In Python, objects are either mutable (can be changed after creation) or immutable (cannot be changed after creation). This distinction affects how Python handles memory, function arguments, and hashability.

graph TD
    subgraph Immutable["Immutable Objects"]
        I1["int: 42"]
        I2["float: 3.14"]
        I3["str: 'hello'"]
        I4["tuple: (1, 2, 3)"]
        I5["frozenset: frozenset({1,2})"]
        I6["bool: True"]
    end

    subgraph Mutable["Mutable Objects"]
        M1["list: [1, 2, 3]"]
        M2["dict: {'a': 1}"]
        M3["set: {1, 2, 3}"]
        M4["bytearray"]
        M5["Custom objects (default)"]
    end

    style Immutable fill:#56cc9d,stroke:#333,color:#fff
    style Mutable fill:#ffce67,stroke:#333

Key Behavioral Differences

Aspect Mutable Immutable
Modification Changed in-place New object created on “modification”
Hashable? No (can’t be dict keys) Yes (can be dict keys/set members)
Thread safety Needs synchronization Inherently thread-safe
Memory Same id after modification New id after any “change”
Function arguments Changes visible to caller Changes not visible to caller

Code Example: The Critical Difference

# Immutable: str
s = "hello"
s_id = id(s)
s += " world"       # Creates a NEW string object
print(id(s) == s_id)  # False — different object!

# Mutable: list
lst = [1, 2, 3]
lst_id = id(lst)
lst.append(4)        # Modifies SAME object
print(id(lst) == lst_id)  # True — same object!

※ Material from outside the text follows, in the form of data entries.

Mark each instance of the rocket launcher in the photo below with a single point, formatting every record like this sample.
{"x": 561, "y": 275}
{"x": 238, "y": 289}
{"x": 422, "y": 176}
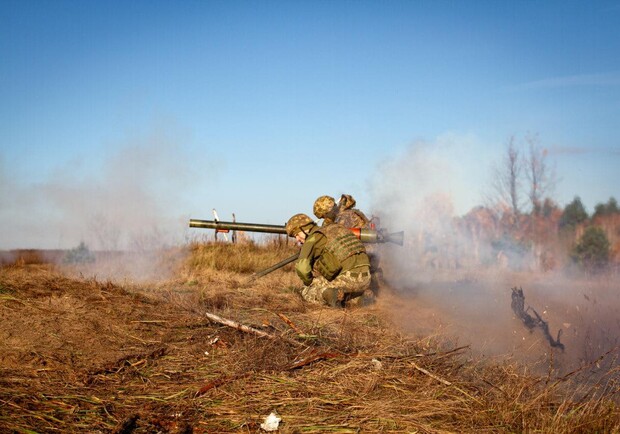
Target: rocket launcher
{"x": 365, "y": 235}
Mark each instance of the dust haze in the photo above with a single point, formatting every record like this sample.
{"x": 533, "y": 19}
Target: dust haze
{"x": 134, "y": 200}
{"x": 452, "y": 281}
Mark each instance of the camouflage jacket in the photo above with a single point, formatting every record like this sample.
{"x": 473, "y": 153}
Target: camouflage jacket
{"x": 330, "y": 250}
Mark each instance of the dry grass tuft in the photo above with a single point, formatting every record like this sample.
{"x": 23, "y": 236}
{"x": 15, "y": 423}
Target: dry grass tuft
{"x": 80, "y": 355}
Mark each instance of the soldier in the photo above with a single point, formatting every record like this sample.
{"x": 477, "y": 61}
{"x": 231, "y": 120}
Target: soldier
{"x": 351, "y": 217}
{"x": 348, "y": 216}
{"x": 325, "y": 208}
{"x": 336, "y": 254}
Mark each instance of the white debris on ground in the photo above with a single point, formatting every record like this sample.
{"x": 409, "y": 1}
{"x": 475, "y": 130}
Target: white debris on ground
{"x": 271, "y": 422}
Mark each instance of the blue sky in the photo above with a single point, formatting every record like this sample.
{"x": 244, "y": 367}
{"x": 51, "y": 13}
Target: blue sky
{"x": 175, "y": 108}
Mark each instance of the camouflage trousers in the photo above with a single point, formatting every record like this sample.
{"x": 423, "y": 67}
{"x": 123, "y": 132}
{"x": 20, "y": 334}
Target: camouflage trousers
{"x": 349, "y": 285}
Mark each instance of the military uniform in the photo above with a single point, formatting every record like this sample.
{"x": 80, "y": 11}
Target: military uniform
{"x": 341, "y": 264}
{"x": 354, "y": 218}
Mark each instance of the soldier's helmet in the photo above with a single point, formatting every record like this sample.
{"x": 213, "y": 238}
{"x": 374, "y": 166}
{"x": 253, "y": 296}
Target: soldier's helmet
{"x": 346, "y": 201}
{"x": 324, "y": 206}
{"x": 295, "y": 223}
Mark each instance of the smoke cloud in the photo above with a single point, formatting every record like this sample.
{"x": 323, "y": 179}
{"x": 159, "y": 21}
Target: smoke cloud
{"x": 454, "y": 274}
{"x": 134, "y": 199}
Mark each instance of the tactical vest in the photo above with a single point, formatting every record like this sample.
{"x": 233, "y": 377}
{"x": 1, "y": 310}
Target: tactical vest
{"x": 341, "y": 244}
{"x": 352, "y": 218}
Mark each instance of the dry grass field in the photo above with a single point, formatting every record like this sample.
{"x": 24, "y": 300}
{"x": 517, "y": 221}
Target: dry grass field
{"x": 101, "y": 348}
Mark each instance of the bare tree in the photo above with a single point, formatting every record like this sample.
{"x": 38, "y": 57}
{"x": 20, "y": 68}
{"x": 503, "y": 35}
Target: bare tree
{"x": 540, "y": 176}
{"x": 506, "y": 182}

Why This Matters: Mutable Default Arguments Bug

# DANGEROUS: mutable default argument
def append_item(item, items=[]):
    items.append(item)
    return items

print(append_item(1))  # [1]
print(append_item(2))  # [1, 2] — BUG! Expected [2]

# SAFE: use None as default
def append_item_safe(item, items=None):
    if items is None:
        items = []
    items.append(item)
    return items

Real-World Impact

  • Dict keys: Only immutable objects can be dict keys (tuple yes, list no)
  • Function caching: @functools.lru_cache only works with hashable (immutable) arguments
  • Concurrent programming: Immutable objects are inherently thread-safe

Q2: What is the Global Interpreter Lock (GIL) and how does it affect concurrency?

Answer:

The GIL is a mutex in CPython that allows only one thread to execute Python bytecode at a time, even on multi-core machines. It exists to protect CPython’s memory management (reference counting) from race conditions.

graph TD
    subgraph GIL_Effect["GIL: Only One Thread Executes at a Time"]
        T1["Thread 1: Running ✓"]
        T2["Thread 2: Waiting ✗"]
        T3["Thread 3: Waiting ✗"]
    end

    subgraph CPU["Multi-Core CPU"]
        C1["Core 1: Active"]
        C2["Core 2: Idle"]
        C3["Core 3: Idle"]
        C4["Core 4: Idle"]
    end

    GIL_Effect --> CPU

    style GIL_Effect fill:#ff7851,stroke:#333,color:#fff
    style CPU fill:#ffce67,stroke:#333

Impact on Different Workloads

Workload Type Threading Helps? Why
CPU-bound (math, processing) No — GIL blocks parallelism Only one thread computes at a time
I/O-bound (network, file, DB) Yes — GIL released during I/O Threads can wait concurrently
C extensions (NumPy, Pandas) Yes — GIL released in C code Heavy computation happens outside GIL

Solutions for CPU-Bound Parallelism

# ✗ Threading — limited by GIL for CPU work
import threading

# ✓ Multiprocessing — separate processes, separate GILs
from multiprocessing import Pool

def cpu_heavy(n):
    return sum(i * i for i in range(n))

with Pool(4) as p:
    results = p.map(cpu_heavy, [10**7] * 4)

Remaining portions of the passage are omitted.